In your code you mention as "source variance" to the diagonal of the
covariance matrix in source space. The value order and range of this
parameter largely depends on the Spatial Filter used to project the
sensor covariance matrix. In your code for example you normalized the
Beamformer Spatial Filters but their norm and then projected the data.
If you dont do this normalisation the diagonal of the covariance matrix
takes a completely different range of values. And if you normalise the
Leadfield by each norm , as is frequently done in beamformer solutions,
(rather than the Spatial Filters after they have been computed) then the
range of values is alos different. And in this case the exponent of the
normalizing norm , also affects the range of values.
See "code4Giles2.m"
3. If no leadfield normalization is performed the beamformers have an
inherent bias towards the center. This is because in order to produce
the given sensor measurements from a dipole in the center of the brain ,
one needs much more power than from a dipole on the surface closer to
the sensors. The higher the regularisation (as expressed by the
exponent of the normalising norm) the more the bias shifts from the
center towards the surface.

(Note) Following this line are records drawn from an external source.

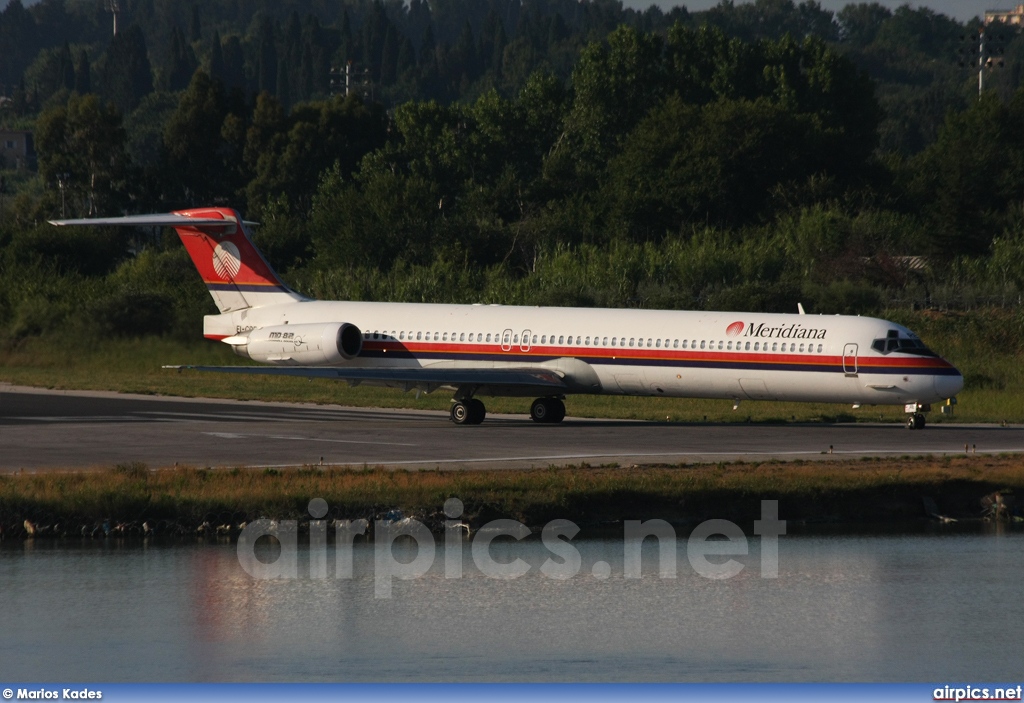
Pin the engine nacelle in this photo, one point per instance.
(302, 345)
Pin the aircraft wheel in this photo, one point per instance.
(460, 412)
(476, 411)
(540, 411)
(915, 422)
(547, 410)
(557, 410)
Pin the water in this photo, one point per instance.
(907, 607)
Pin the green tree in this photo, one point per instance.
(83, 144)
(127, 76)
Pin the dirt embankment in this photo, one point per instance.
(136, 500)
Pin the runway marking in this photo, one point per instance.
(231, 435)
(637, 454)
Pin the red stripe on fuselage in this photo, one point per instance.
(865, 363)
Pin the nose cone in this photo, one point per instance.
(948, 386)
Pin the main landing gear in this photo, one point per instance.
(472, 411)
(547, 410)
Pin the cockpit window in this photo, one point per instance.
(894, 343)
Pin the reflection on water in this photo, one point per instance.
(844, 608)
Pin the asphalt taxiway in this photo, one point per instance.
(41, 430)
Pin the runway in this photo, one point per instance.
(44, 430)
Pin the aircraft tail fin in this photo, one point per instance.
(235, 272)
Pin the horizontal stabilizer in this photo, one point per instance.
(161, 220)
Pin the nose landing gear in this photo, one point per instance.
(547, 410)
(468, 411)
(915, 421)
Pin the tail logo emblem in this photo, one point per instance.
(226, 260)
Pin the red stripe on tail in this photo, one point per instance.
(225, 255)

When the exponent of the normalizing norm
is 0.5 (or the square root of the sum of squares), the bias is neither
in the center nor on the surface but spread in-between. If you would
like your solution to be more biased towards the surface then an
exponent of 1 is more appropriate.
Please see "code4Giles3.m"
Please have a look at the files and let me know for any questions or
comments you have.
Best
Giorgos
P.S.
-------------------
Better to use the latest Fieldtrip version
On 12/02/2015 12:48, Giles Colclough wrote:
Hi,
I have two queries I'm looking for help with.

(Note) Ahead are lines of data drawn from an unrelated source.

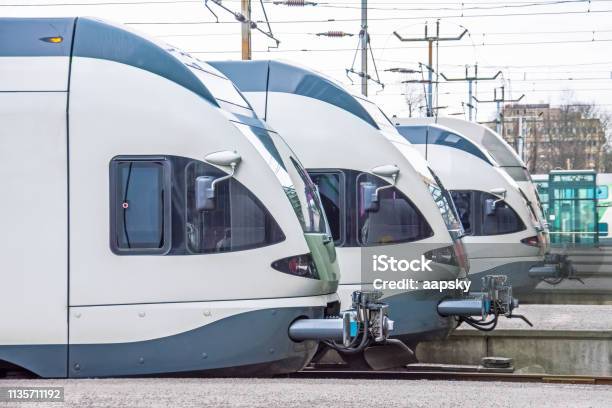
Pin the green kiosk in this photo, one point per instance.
(572, 207)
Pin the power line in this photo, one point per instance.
(402, 48)
(330, 20)
(341, 5)
(464, 8)
(388, 34)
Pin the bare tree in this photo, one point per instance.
(577, 135)
(414, 98)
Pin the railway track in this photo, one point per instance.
(450, 376)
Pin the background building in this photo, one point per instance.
(571, 136)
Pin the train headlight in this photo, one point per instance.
(299, 265)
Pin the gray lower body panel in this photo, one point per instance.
(252, 343)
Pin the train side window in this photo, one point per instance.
(331, 191)
(464, 204)
(396, 219)
(238, 221)
(140, 205)
(503, 221)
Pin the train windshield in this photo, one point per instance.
(296, 183)
(446, 206)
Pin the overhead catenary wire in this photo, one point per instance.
(390, 18)
(406, 47)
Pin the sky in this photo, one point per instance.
(551, 51)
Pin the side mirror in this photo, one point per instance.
(369, 196)
(499, 192)
(205, 185)
(205, 194)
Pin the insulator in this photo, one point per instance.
(295, 3)
(335, 33)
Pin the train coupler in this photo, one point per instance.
(555, 269)
(495, 300)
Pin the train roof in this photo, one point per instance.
(92, 38)
(279, 76)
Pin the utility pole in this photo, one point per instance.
(498, 101)
(470, 79)
(430, 40)
(364, 37)
(522, 136)
(363, 46)
(245, 9)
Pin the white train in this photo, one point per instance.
(353, 153)
(557, 267)
(174, 231)
(503, 232)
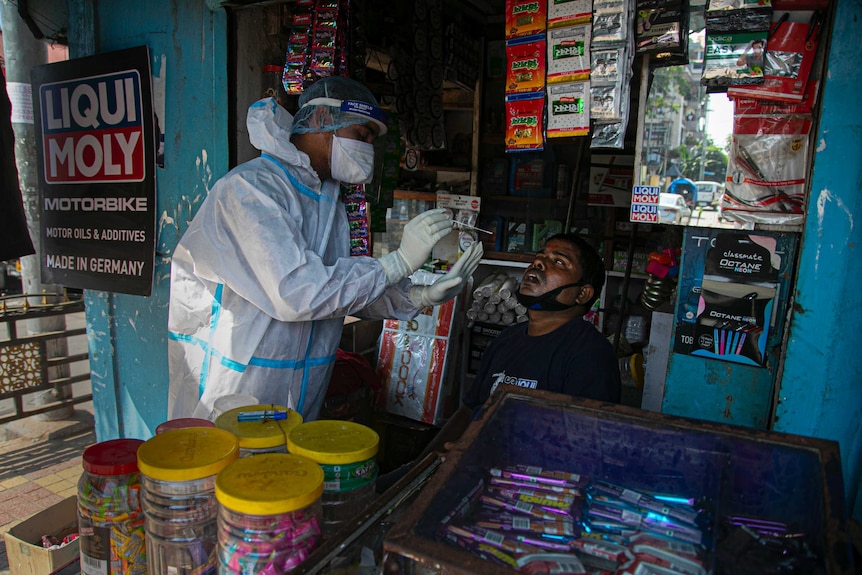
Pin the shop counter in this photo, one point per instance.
(728, 473)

1. Why is there a scaling difference between the magnitude of the data
recorded in the noise scans, and the output of the rmegpreproc pipeline?
I find about 30 orders of magnitude difference between the variance of
the empty room scan and the variance of the data outputted by
rmegpreproc.
Have the data been uniformly scaled? If so, by how much? This would be
useful information, for example, when source localising using the
empty room data as an estimate of the noise.
2. When source localizing with a beamformer, I find an unusual
variance profile in the resting state data.
Normally when we look at resting data, the source variance is
concentrated in a 'halo' around the outside of the cortex. In the HCP
data, this halo is present, but there is also a bright stripe
bisecting the brain around the central sulcus. We find this suprising,
but have been unable to determine what's causing it.
The effect is very repeatable between participants.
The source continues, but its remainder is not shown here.